Recreational sportsmen using recreational drugs are a coach’s worst nightmare, especially at national level. And by proportion, it appears we are worse off than most — and, furthermore, that it is acceptable in our decaying society.

That leaves the few who are serious enough about leading a healthy lifestyle while also being accomplished enough and committed enough to get into a Bermuda team.

Clay Smith, Kyle Lightbourne — whoever the coach, whatever the sport — is then left to make do the best he can with what he has got.
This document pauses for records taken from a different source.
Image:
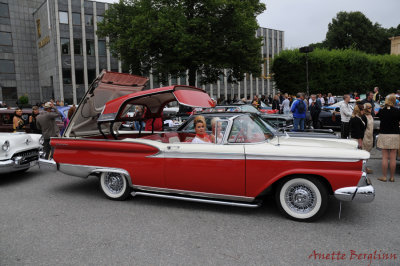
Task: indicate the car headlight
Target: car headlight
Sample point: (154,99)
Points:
(364,167)
(5,146)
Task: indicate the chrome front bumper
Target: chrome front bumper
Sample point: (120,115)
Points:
(49,165)
(363,192)
(14,164)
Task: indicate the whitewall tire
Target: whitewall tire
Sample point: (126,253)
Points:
(302,198)
(114,185)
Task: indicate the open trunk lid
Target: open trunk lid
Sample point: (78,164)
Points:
(106,87)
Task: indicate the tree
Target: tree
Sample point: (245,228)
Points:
(173,36)
(336,71)
(355,30)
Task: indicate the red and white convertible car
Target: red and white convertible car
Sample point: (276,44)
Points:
(239,169)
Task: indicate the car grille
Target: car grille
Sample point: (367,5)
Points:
(27,156)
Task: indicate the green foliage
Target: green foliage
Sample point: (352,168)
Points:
(172,36)
(336,71)
(23,99)
(353,30)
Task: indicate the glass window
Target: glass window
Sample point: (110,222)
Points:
(102,48)
(76,19)
(249,129)
(5,38)
(79,76)
(90,47)
(67,76)
(63,17)
(77,46)
(64,45)
(88,20)
(10,96)
(7,66)
(91,75)
(4,10)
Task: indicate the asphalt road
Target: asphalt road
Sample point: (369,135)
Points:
(54,219)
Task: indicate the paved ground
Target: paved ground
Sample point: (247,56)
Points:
(55,219)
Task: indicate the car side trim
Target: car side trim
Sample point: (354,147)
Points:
(293,158)
(198,155)
(194,193)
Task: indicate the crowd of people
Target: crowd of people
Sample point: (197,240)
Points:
(44,123)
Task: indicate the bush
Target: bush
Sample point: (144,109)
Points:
(336,71)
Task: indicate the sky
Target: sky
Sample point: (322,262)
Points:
(306,21)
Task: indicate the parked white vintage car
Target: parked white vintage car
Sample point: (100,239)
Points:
(19,151)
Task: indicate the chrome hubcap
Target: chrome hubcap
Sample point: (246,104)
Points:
(300,198)
(114,182)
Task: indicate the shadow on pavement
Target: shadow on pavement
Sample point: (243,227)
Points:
(16,178)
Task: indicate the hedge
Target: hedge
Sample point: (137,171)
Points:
(336,71)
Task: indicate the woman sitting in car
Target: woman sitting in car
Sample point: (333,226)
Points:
(200,129)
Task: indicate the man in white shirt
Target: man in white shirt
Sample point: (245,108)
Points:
(321,99)
(331,99)
(346,110)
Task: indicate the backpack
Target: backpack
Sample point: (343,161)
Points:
(301,107)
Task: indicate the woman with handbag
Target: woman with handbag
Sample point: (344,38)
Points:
(388,139)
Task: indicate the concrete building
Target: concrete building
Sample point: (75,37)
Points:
(395,45)
(18,59)
(49,49)
(273,44)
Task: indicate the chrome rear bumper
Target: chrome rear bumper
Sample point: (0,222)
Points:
(364,192)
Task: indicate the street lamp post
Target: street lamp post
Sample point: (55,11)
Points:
(306,50)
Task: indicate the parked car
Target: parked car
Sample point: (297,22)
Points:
(19,151)
(250,161)
(330,115)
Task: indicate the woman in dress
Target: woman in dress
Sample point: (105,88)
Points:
(368,139)
(358,124)
(200,128)
(216,126)
(18,122)
(388,139)
(276,103)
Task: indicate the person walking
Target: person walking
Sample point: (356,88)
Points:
(368,140)
(18,121)
(286,105)
(370,100)
(389,139)
(358,124)
(377,96)
(276,103)
(315,110)
(331,99)
(32,120)
(299,109)
(46,122)
(345,114)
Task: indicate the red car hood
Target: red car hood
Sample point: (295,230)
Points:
(107,86)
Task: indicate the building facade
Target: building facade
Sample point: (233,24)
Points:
(51,51)
(19,73)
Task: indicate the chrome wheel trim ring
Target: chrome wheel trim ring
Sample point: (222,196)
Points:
(300,198)
(292,211)
(114,182)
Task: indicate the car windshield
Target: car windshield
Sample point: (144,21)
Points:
(249,109)
(250,129)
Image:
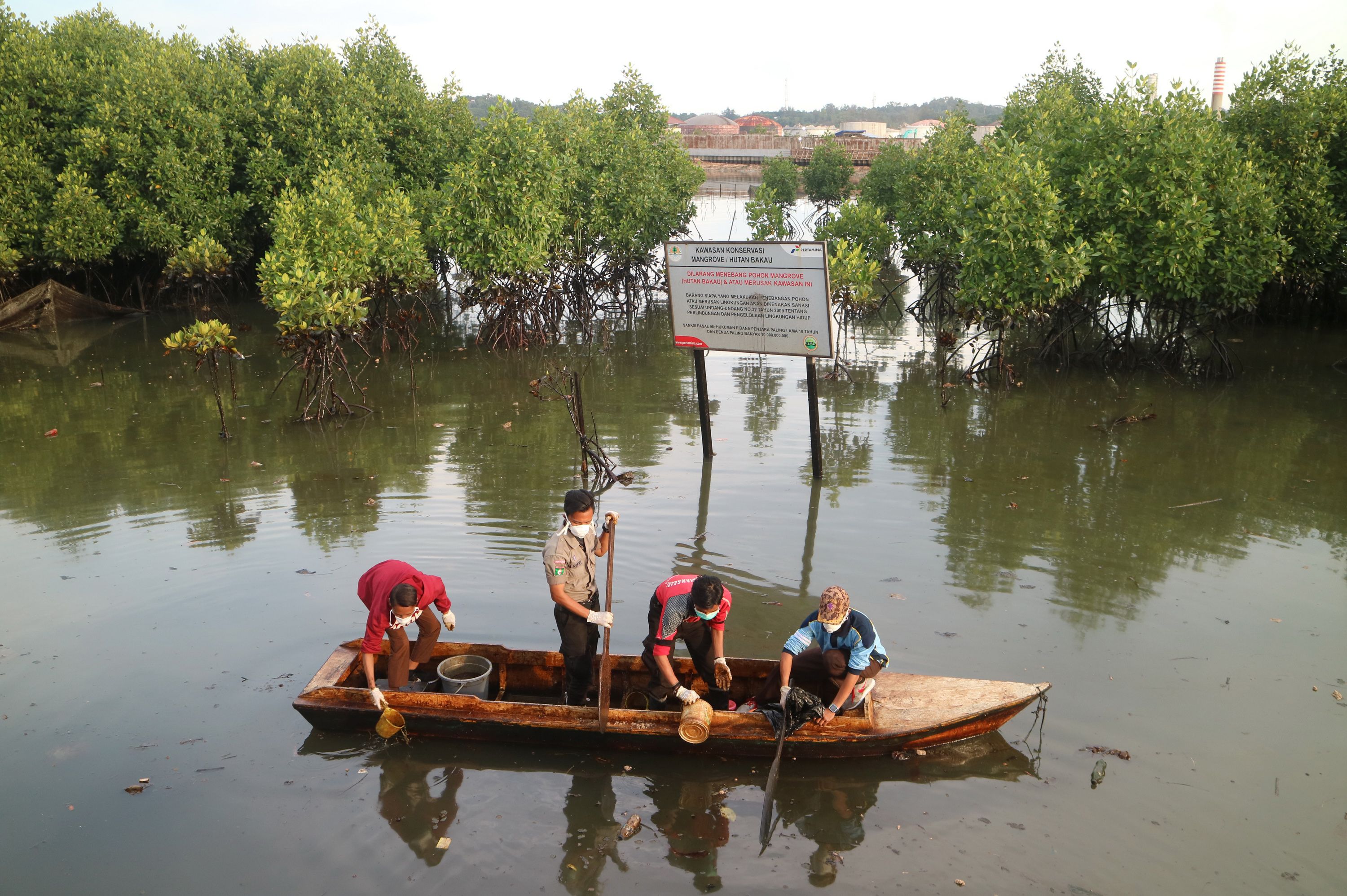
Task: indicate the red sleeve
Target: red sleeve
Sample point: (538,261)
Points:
(718,623)
(436,588)
(375,628)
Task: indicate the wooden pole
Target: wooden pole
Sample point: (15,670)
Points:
(605,669)
(811,379)
(580,423)
(704,406)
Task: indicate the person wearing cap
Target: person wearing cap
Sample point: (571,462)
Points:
(693,608)
(846,653)
(569,560)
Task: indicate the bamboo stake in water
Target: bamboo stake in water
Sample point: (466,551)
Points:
(605,670)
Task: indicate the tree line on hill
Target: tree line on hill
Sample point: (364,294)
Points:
(1117,227)
(149,167)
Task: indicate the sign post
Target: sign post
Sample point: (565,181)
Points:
(702,404)
(767,298)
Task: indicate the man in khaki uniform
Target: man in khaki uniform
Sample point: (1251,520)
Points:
(569,560)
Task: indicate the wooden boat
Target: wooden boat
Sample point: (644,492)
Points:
(904,712)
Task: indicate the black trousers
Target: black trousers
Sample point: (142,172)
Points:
(580,645)
(815,669)
(697,637)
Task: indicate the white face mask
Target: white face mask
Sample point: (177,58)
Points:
(580,530)
(402,622)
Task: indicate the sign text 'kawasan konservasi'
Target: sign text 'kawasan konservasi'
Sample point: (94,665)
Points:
(770,298)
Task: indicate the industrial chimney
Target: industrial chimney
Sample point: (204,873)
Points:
(1218,85)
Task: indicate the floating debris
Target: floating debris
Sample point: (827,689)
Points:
(1108,751)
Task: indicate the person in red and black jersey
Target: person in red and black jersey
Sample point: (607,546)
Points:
(693,608)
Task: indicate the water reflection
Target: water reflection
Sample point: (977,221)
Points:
(760,382)
(1026,495)
(690,821)
(590,833)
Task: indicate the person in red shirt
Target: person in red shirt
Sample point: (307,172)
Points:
(693,608)
(398,596)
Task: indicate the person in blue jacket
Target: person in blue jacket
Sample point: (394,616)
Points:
(846,653)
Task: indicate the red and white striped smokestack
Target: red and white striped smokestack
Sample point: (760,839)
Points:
(1218,85)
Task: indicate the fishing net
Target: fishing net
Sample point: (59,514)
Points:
(801,708)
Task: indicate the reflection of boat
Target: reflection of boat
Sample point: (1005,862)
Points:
(826,802)
(57,347)
(906,711)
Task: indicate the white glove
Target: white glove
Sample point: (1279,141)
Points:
(686,696)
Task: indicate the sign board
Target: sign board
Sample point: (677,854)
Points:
(768,298)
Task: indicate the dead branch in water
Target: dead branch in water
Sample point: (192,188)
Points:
(565,386)
(1124,421)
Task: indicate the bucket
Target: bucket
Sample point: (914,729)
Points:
(390,723)
(468,676)
(696,725)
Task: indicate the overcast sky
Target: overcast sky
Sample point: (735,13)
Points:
(710,56)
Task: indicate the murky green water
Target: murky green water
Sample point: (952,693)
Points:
(155,627)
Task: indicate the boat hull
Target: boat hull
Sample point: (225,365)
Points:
(906,711)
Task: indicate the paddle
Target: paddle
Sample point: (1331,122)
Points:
(605,669)
(767,826)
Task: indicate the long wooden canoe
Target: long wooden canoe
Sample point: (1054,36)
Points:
(904,712)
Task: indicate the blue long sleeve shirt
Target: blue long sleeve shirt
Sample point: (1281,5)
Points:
(857,637)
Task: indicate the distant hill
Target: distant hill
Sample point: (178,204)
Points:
(892,114)
(480,105)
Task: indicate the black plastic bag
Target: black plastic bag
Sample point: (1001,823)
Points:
(802,707)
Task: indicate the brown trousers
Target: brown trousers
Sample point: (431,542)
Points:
(814,669)
(402,654)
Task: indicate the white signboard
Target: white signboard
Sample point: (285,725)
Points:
(770,298)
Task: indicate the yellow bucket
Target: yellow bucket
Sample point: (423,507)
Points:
(696,724)
(390,723)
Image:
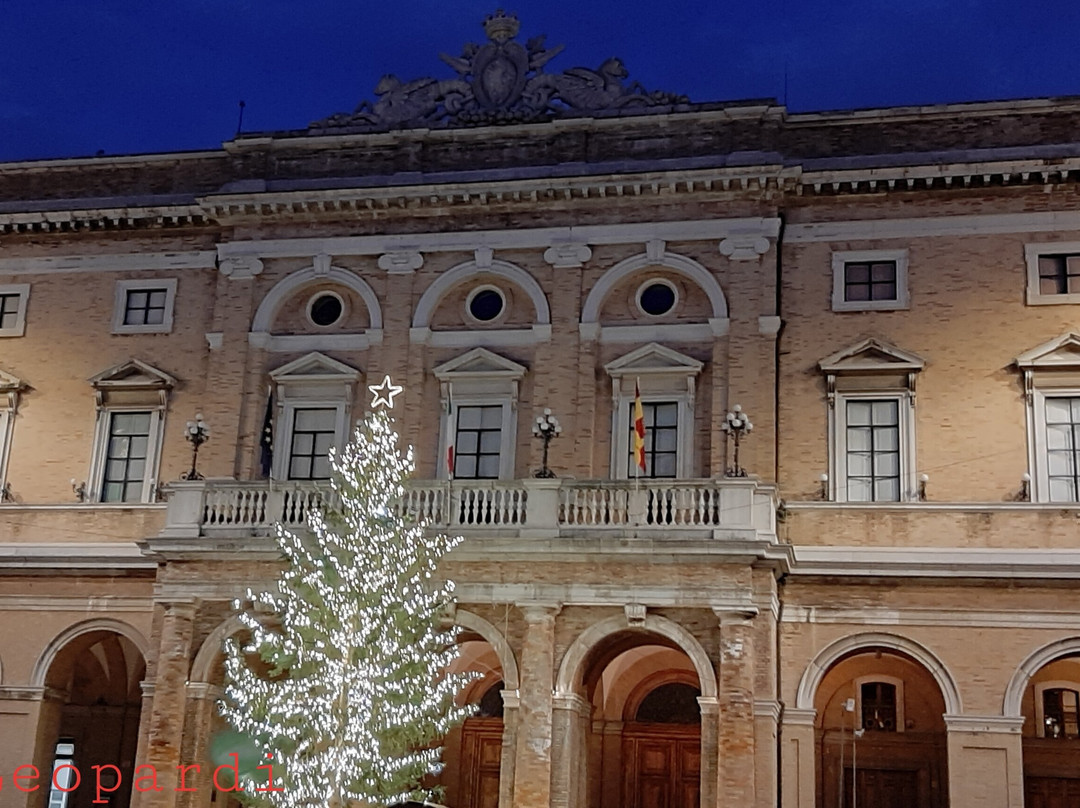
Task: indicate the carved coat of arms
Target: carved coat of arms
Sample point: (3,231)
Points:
(501,81)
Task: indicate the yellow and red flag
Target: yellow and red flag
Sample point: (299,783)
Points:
(638,428)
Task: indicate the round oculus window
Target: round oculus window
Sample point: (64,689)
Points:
(325,309)
(657,298)
(486,304)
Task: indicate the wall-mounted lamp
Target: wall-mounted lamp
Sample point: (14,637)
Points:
(197,433)
(545,428)
(736,427)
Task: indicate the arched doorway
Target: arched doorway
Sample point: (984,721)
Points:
(880,732)
(1051,735)
(644,740)
(473,751)
(97,676)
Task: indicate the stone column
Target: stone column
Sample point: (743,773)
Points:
(985,762)
(797,758)
(166,714)
(203,698)
(570,721)
(737,768)
(532,756)
(511,703)
(710,749)
(608,785)
(766,721)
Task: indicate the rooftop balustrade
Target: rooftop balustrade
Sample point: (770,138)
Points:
(721,508)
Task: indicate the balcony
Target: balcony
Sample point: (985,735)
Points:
(692,509)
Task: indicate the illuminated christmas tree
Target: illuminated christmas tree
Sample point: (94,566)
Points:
(356,698)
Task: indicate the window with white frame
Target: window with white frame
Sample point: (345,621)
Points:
(478,432)
(873,280)
(666,381)
(1053,273)
(13,301)
(1057,710)
(871,391)
(132,400)
(313,400)
(661,440)
(1052,393)
(879,703)
(144,306)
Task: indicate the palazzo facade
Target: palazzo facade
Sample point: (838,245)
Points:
(882,610)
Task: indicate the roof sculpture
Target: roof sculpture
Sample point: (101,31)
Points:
(500,81)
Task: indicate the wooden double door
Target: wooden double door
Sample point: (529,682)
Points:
(481,758)
(661,766)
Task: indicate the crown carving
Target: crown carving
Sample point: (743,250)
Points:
(501,27)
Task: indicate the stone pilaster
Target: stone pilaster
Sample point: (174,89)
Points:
(167,709)
(203,698)
(985,762)
(737,767)
(511,703)
(710,749)
(797,758)
(532,764)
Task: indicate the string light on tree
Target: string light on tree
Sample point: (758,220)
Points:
(356,699)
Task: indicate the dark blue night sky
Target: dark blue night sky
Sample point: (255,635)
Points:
(131,76)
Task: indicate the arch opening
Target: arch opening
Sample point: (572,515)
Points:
(881,735)
(98,672)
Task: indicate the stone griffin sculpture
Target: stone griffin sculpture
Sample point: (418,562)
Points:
(500,81)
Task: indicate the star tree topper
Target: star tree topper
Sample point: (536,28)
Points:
(383,394)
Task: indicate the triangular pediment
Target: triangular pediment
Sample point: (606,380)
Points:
(1063,351)
(872,355)
(315,366)
(653,359)
(480,363)
(134,375)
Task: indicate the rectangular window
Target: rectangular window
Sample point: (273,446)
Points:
(869,280)
(13,297)
(125,457)
(1060,713)
(661,440)
(1063,430)
(313,433)
(865,281)
(9,310)
(477,446)
(1058,274)
(878,707)
(873,450)
(146,307)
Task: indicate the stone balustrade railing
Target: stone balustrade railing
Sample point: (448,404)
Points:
(228,508)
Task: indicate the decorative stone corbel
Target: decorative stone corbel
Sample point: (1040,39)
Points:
(322,265)
(744,246)
(240,267)
(484,256)
(567,256)
(655,248)
(402,261)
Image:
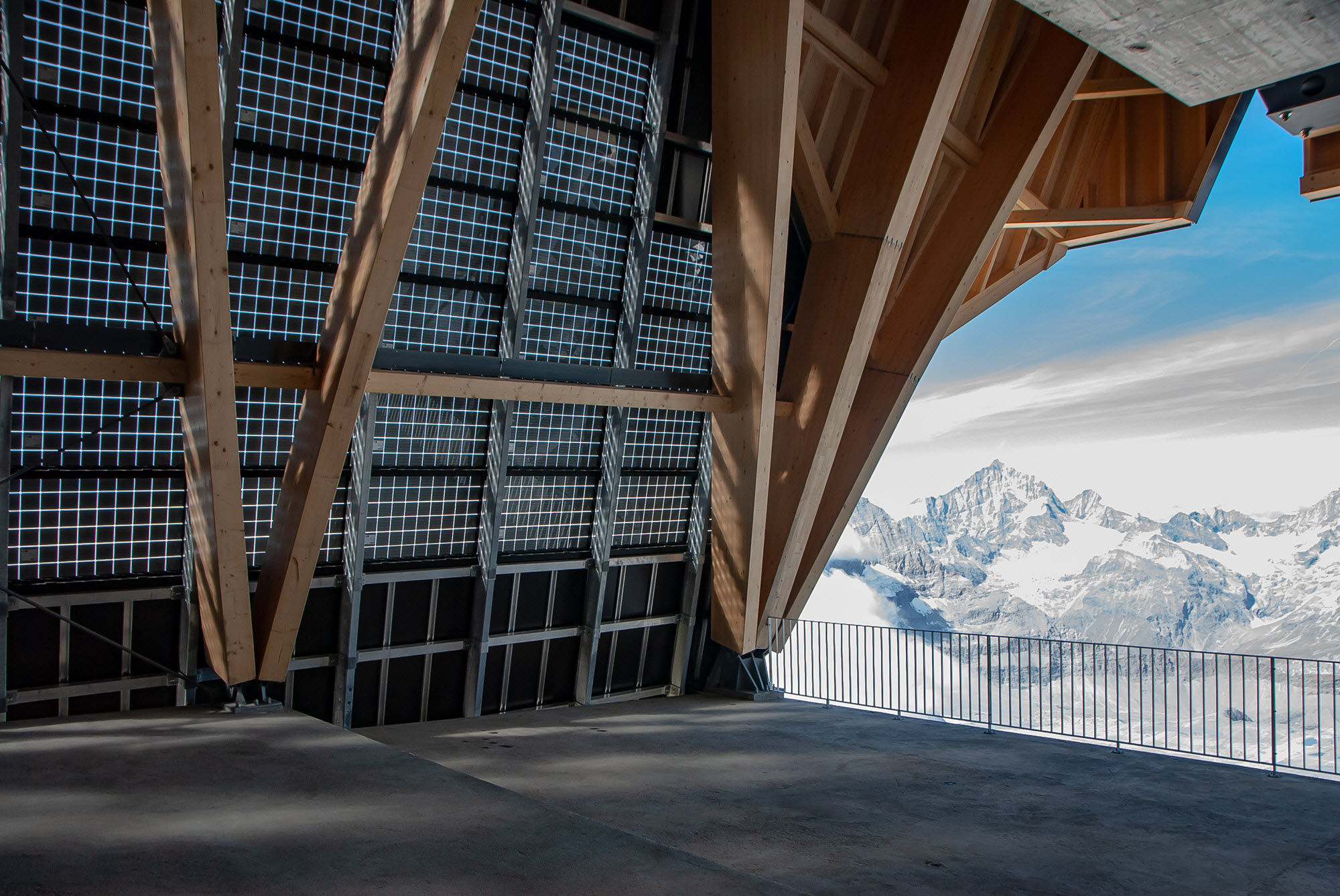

And those who stand back in judgment, even the more learned observers in this parish, must then accept that it is nigh-on impossible to make honey out of rhubarb.

So going forward, we say thank you and goodbye to Janeiro Tucker and Dean Minors, who bailed the country out at the eleventh hour for the tournament in Los Angeles, and lean heavily on the likes of Delray Rawlins, Kamau Leverock and Cejay Outerbridge.

All three had good tournaments but Leverock was a revelation at the top of the order, a decision taken more through necessity than design — and a pointer for how the Bermuda batting line-up might team look in future if we can get our kids off drugs so that the BCB may cast the net as wide as possible.

The left-hander, who travelled to the US as a bowling all-rounder and left as an opening batsman who bowls a bit, smashed the highest individual score of the tournament and scored at a rate to suggest that he could comfortably hold his own at the higher levels of Division Three and Division Two.

With Rawlins’s career trending upward, Outerbridge thirsty to build on a successful introduction to senior international cricket and a core group including Dion Stovell and Jordan DeSilva with more than a few years left in the tank, a foundation is in place for Smith and his coaching staff to not only improve the squad, but also to hold serve until the next bright things come along.

All without caving in to those who would hold the national programme to ransom through their selfish desires to prioritise self-medication over the selflessness that is required to make any team greater than the sum of its parts.